Boots have gone from plain black to any colour under the sun, and often all of them on the same shoe. Some look like socks with studs, while others are still made out of leather. Some don’t have laces while some come with hundreds of holes through which you can thread your own lace configuration.
Around a decade or so ago compression gear made its way in to the game and instead of players wearing long sleeve shirts, they now wear short sleeve shirts with a long sleeve vest. This is a God send for those of us that used to play amateur football and were cursed with not having the choice.
The main thing that annoys me nowadays though, and which is particularly prevalent nowadays, is the short sleeved shirt and glove combination.
I’m not talking about goalkeepers here, who wear gloves to aid their grip on the ball. I’m talking about outfield players wearing thermal insulating gloves as protection from the cold.
Again, as an amateur footballer let alone a normal human being, I can understand getting cold and wanting to stop that. I can understand wearing gloves. To an extent, I can also understand wearing gloves and short sleeves because fingers are an extremity worth protecting from the harshest weather.
What I can’t understand is how someone makes the decision that it’s cold enough for gloves but not long sleeves.
I always see my utilitarian dressing as a progressive scale where clothes are added as the weather gets worse and, for that matter, vice versa. So to move from summer in to winter I will go through the range of t-shirt, to jumper, to t-shirt and jumper, to jumper and t-shirt and coat, to jumper and t-shirt and coat and scarf and gloves and woolly hat. Obviously wet weather has a say in that, but for temperature that process stands.

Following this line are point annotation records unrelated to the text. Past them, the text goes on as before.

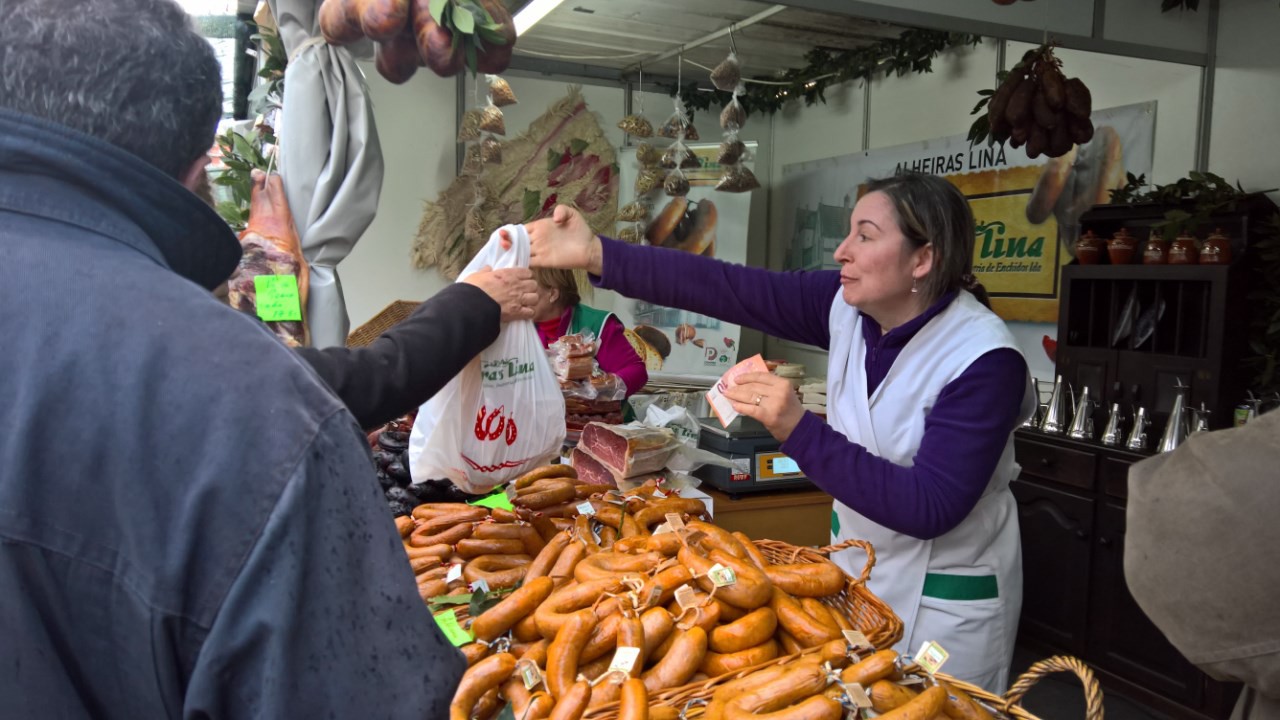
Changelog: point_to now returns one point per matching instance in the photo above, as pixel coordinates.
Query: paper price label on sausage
(624, 660)
(530, 674)
(721, 575)
(695, 537)
(275, 297)
(858, 641)
(686, 597)
(448, 623)
(654, 595)
(858, 695)
(931, 657)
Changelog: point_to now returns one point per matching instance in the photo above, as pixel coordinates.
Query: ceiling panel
(622, 36)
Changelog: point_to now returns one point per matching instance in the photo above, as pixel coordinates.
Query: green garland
(913, 51)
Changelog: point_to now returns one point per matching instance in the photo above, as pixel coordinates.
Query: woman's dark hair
(932, 212)
(133, 73)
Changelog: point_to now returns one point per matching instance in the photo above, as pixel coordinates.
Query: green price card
(278, 297)
(448, 623)
(498, 500)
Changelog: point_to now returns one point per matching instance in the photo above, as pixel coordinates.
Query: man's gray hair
(131, 72)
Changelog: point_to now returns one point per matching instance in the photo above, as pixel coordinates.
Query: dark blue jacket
(190, 524)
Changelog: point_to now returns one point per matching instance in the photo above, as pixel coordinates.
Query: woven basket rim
(385, 319)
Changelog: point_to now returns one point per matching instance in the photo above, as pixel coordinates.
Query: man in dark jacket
(190, 524)
(412, 360)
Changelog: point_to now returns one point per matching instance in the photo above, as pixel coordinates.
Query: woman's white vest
(977, 633)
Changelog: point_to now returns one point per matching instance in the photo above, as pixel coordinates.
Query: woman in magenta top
(560, 311)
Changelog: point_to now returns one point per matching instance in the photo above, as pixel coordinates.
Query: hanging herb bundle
(634, 215)
(735, 177)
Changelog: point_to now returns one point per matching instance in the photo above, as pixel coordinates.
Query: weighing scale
(758, 465)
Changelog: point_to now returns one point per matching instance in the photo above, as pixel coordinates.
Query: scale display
(776, 466)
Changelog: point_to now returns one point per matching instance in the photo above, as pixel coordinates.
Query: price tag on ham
(448, 623)
(277, 297)
(721, 405)
(624, 660)
(931, 657)
(721, 575)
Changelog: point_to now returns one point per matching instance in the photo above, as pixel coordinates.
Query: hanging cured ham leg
(272, 247)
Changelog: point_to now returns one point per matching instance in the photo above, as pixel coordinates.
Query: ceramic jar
(1156, 251)
(1088, 249)
(1217, 250)
(1184, 251)
(1121, 247)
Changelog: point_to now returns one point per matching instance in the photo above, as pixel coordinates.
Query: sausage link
(716, 664)
(808, 579)
(520, 604)
(680, 662)
(572, 703)
(562, 656)
(485, 675)
(749, 630)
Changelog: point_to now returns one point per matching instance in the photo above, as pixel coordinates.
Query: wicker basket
(380, 323)
(691, 698)
(865, 611)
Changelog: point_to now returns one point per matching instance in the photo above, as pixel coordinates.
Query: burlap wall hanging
(563, 158)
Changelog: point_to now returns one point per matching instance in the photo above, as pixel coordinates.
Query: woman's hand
(768, 399)
(562, 241)
(512, 288)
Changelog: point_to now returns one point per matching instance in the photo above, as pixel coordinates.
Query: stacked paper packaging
(813, 396)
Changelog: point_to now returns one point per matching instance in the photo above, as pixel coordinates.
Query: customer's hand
(562, 241)
(512, 288)
(768, 399)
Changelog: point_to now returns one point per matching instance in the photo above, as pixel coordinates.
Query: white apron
(963, 589)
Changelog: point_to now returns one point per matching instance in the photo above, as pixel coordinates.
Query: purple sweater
(964, 433)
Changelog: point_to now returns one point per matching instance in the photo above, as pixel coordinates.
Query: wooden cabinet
(1121, 638)
(1072, 513)
(1056, 531)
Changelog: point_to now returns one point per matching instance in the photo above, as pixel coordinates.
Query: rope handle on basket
(1059, 664)
(865, 546)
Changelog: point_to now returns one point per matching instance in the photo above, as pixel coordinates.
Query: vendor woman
(926, 387)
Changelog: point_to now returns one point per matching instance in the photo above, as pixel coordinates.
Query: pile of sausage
(817, 687)
(603, 570)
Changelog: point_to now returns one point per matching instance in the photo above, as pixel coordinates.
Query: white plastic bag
(503, 414)
(679, 419)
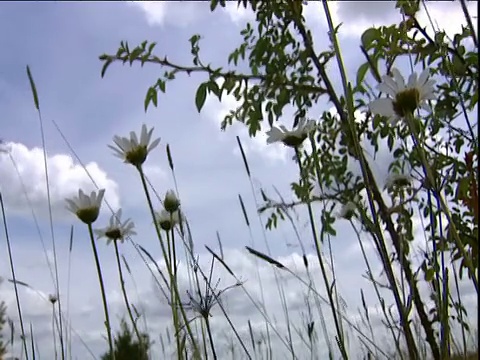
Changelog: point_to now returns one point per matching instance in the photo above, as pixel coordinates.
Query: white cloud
(65, 179)
(238, 14)
(358, 16)
(163, 12)
(216, 112)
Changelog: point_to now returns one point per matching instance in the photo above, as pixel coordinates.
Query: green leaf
(151, 97)
(105, 66)
(362, 71)
(34, 88)
(213, 87)
(369, 36)
(201, 96)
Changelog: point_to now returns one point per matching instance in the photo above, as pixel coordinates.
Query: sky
(61, 42)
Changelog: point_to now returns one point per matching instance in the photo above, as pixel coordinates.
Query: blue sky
(61, 43)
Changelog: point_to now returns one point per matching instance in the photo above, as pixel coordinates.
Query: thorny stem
(372, 191)
(341, 340)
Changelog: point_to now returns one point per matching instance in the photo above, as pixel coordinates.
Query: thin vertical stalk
(165, 256)
(14, 278)
(102, 289)
(341, 341)
(125, 297)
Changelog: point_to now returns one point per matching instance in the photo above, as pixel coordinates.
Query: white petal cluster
(404, 98)
(85, 207)
(292, 138)
(117, 230)
(133, 151)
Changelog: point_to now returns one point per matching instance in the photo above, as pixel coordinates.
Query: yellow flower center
(113, 234)
(136, 156)
(88, 215)
(406, 102)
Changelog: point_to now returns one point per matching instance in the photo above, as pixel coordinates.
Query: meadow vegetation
(423, 118)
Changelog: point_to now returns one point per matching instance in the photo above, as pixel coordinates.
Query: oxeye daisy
(52, 298)
(404, 98)
(168, 220)
(86, 208)
(132, 151)
(171, 202)
(291, 138)
(116, 230)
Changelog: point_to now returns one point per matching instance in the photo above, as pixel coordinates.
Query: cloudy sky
(61, 43)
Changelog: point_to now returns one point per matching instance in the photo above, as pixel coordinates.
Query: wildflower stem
(210, 336)
(173, 298)
(340, 340)
(14, 278)
(165, 256)
(125, 297)
(102, 289)
(432, 181)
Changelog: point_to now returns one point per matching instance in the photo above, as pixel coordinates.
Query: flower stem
(165, 256)
(102, 289)
(125, 298)
(328, 286)
(12, 268)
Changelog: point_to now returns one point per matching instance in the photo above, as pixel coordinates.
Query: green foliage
(127, 346)
(286, 70)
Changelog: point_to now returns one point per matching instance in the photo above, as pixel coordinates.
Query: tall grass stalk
(102, 290)
(49, 202)
(12, 269)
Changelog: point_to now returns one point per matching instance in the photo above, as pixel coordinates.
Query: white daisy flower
(52, 298)
(404, 98)
(170, 202)
(347, 211)
(132, 151)
(4, 148)
(397, 180)
(291, 138)
(167, 220)
(86, 207)
(116, 230)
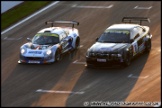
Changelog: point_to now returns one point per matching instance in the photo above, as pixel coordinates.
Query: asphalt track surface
(69, 82)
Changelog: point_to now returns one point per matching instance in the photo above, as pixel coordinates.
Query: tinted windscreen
(45, 39)
(115, 36)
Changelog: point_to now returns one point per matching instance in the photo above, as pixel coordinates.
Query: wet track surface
(69, 82)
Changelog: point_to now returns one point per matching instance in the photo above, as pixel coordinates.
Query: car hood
(108, 47)
(37, 47)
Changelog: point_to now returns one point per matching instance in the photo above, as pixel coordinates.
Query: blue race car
(48, 45)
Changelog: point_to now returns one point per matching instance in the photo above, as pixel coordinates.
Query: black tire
(148, 46)
(57, 56)
(127, 61)
(77, 43)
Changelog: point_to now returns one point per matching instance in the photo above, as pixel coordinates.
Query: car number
(31, 61)
(101, 60)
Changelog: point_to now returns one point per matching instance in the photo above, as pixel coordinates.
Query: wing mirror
(144, 30)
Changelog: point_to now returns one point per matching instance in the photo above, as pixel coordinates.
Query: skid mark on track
(137, 7)
(101, 7)
(64, 92)
(141, 77)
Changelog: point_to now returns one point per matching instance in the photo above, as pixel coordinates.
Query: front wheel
(77, 43)
(127, 61)
(57, 56)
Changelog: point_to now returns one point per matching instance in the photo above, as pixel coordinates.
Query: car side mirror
(29, 40)
(131, 40)
(96, 39)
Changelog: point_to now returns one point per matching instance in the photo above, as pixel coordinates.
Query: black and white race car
(120, 43)
(48, 45)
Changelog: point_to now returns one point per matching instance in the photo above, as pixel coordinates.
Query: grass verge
(21, 11)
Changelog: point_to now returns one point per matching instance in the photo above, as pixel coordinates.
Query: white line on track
(137, 7)
(76, 62)
(80, 46)
(142, 77)
(30, 17)
(53, 91)
(6, 38)
(75, 6)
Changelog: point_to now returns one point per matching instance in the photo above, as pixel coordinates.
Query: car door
(141, 41)
(64, 42)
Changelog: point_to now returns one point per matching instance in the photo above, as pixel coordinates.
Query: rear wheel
(127, 61)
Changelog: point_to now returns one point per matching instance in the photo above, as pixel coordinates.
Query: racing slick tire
(77, 43)
(148, 46)
(127, 61)
(57, 56)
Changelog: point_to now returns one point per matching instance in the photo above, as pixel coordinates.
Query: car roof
(123, 26)
(56, 30)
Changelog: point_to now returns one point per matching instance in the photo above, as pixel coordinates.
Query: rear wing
(135, 19)
(62, 22)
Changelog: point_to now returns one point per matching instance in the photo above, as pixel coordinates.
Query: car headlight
(48, 52)
(23, 51)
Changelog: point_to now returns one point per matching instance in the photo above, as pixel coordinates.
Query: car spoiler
(135, 19)
(62, 22)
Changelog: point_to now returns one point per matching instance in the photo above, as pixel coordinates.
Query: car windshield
(45, 39)
(115, 36)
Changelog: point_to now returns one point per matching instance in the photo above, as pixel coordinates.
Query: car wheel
(127, 61)
(148, 45)
(77, 43)
(57, 56)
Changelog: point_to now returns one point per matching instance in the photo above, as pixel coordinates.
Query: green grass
(21, 11)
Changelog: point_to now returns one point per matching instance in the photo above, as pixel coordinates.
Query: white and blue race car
(48, 45)
(120, 43)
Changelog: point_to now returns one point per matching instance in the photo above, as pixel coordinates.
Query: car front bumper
(35, 60)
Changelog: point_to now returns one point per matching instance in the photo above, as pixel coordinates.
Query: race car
(49, 44)
(120, 43)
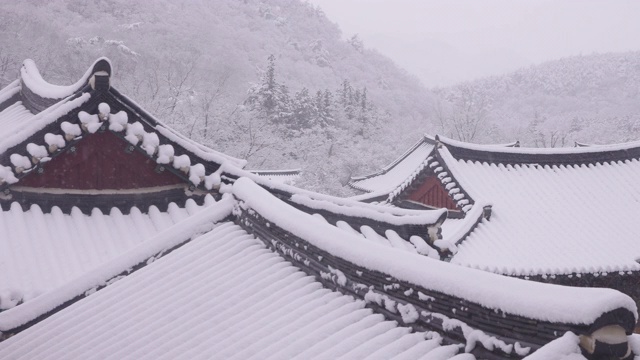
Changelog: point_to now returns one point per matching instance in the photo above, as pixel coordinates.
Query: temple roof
(258, 268)
(536, 211)
(241, 288)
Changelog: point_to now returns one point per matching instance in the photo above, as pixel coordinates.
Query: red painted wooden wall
(100, 162)
(432, 193)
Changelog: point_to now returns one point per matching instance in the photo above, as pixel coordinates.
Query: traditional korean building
(187, 255)
(567, 216)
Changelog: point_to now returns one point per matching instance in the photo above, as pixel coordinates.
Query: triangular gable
(97, 139)
(432, 184)
(430, 192)
(102, 161)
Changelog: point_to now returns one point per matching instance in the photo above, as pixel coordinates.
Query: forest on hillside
(278, 84)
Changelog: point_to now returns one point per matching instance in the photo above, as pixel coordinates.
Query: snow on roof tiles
(32, 79)
(279, 176)
(551, 219)
(40, 252)
(395, 173)
(223, 295)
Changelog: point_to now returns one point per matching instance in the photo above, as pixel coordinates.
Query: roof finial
(101, 75)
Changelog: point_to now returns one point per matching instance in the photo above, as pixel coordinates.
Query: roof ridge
(425, 139)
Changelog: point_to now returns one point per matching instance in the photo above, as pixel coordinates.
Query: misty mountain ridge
(587, 99)
(273, 82)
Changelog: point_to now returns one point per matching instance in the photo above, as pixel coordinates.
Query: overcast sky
(447, 41)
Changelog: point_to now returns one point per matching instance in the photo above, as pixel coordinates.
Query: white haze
(443, 42)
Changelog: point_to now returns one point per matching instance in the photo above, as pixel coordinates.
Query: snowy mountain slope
(588, 99)
(192, 63)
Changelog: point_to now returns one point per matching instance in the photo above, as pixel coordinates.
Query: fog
(444, 42)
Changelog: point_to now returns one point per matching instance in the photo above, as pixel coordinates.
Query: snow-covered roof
(223, 295)
(42, 114)
(222, 292)
(42, 251)
(538, 211)
(393, 174)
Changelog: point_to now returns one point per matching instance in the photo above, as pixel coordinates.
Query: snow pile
(182, 162)
(212, 181)
(54, 141)
(165, 154)
(118, 121)
(90, 123)
(103, 111)
(377, 213)
(41, 120)
(32, 79)
(565, 347)
(71, 130)
(196, 174)
(150, 142)
(37, 152)
(135, 133)
(7, 176)
(20, 162)
(392, 175)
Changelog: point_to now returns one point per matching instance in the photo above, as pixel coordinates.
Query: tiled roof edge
(342, 269)
(543, 156)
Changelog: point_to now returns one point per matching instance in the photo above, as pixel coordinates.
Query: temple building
(120, 238)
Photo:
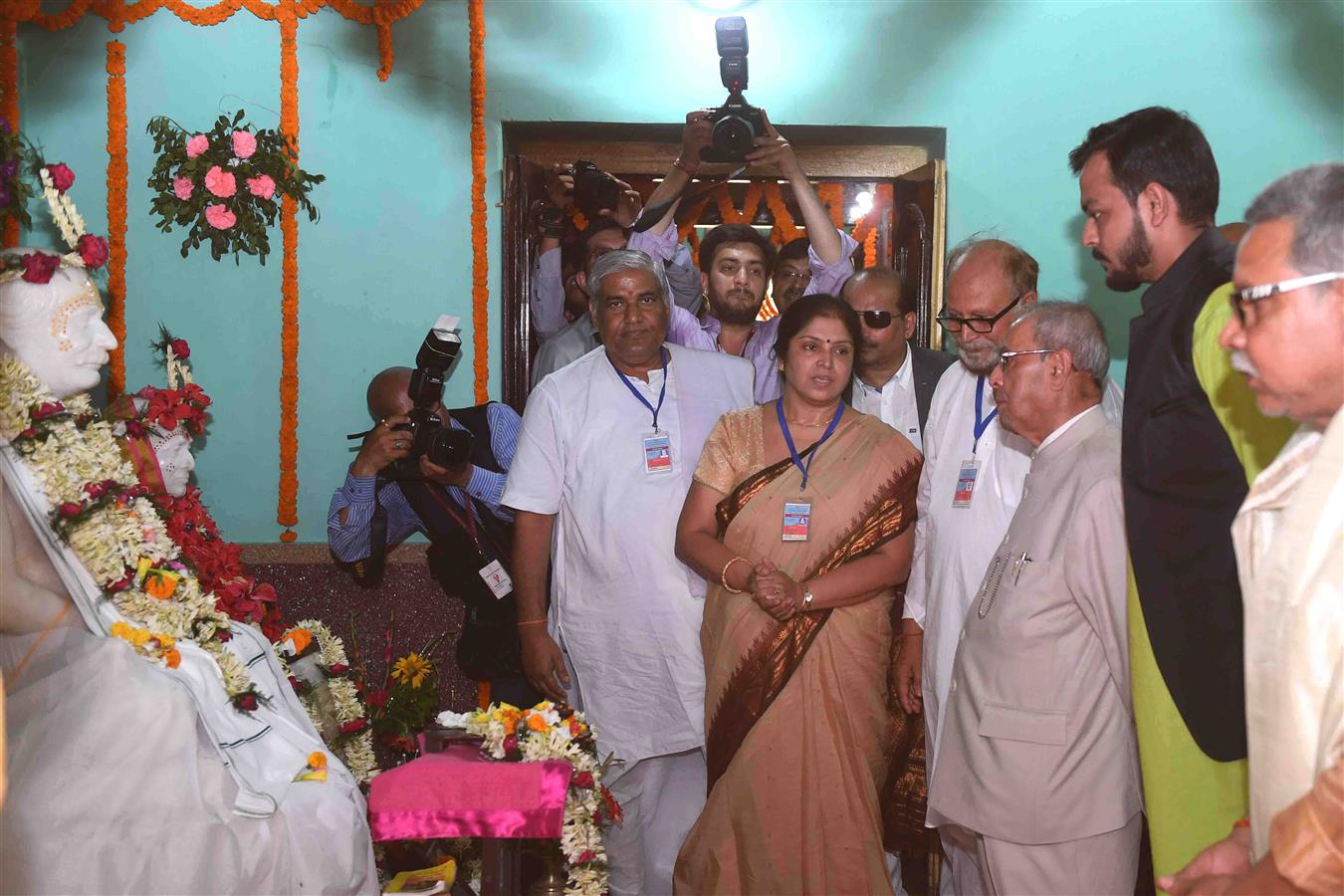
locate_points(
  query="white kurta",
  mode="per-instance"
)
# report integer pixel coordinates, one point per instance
(953, 546)
(625, 608)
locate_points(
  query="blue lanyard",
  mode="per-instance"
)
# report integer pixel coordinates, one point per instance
(663, 391)
(982, 422)
(787, 438)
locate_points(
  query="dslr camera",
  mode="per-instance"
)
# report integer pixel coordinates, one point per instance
(432, 438)
(737, 122)
(594, 189)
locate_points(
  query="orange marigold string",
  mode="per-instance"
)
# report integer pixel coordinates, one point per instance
(287, 511)
(480, 262)
(117, 214)
(10, 101)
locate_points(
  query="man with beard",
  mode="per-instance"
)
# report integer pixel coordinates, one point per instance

So I don’t get how someone of reasonable thought can look outside at the cold weather and say, “You know what, I don’t need to be warm, I just need to make sure my fingers aren’t too cold.”
There are all sorts of rules for kits. No kit may consist of more than 4 colours; the numbers on the backs of women’s shirts must be between 20 and 35cm in height. Indeed, even the gloves to which I refer are subject to stringent regulations:
23.1 – The outfield players and Team Officials may wear gloves. The gloves shall be an Equipment item separate from the shirt. The Colour of any gloves worn
by outfield players and Team Officials must be either black or of the same group of a basic Colour as the sleeve of the shirt. The gloves worn by outfield players and Team Officials must be produced by the Manufacturer of a Playing Equipment item.
23.2 – Neither the name, nor any abbreviation thereof, nor the number of a Player may be displayed on the gloves of outfield players.
23.3 – Member Associations may display one single identification of the Member Association on each glove of an outfield player or a Team Official. This identification of the Member Association may be freely positioned on the gloves and shall be displayed no more than once. The size of the identification of the Member Association shall not exceed 12cm2.
Unfortunately none of them go far enough in disciplining a player for wearing gloves and short sleeves.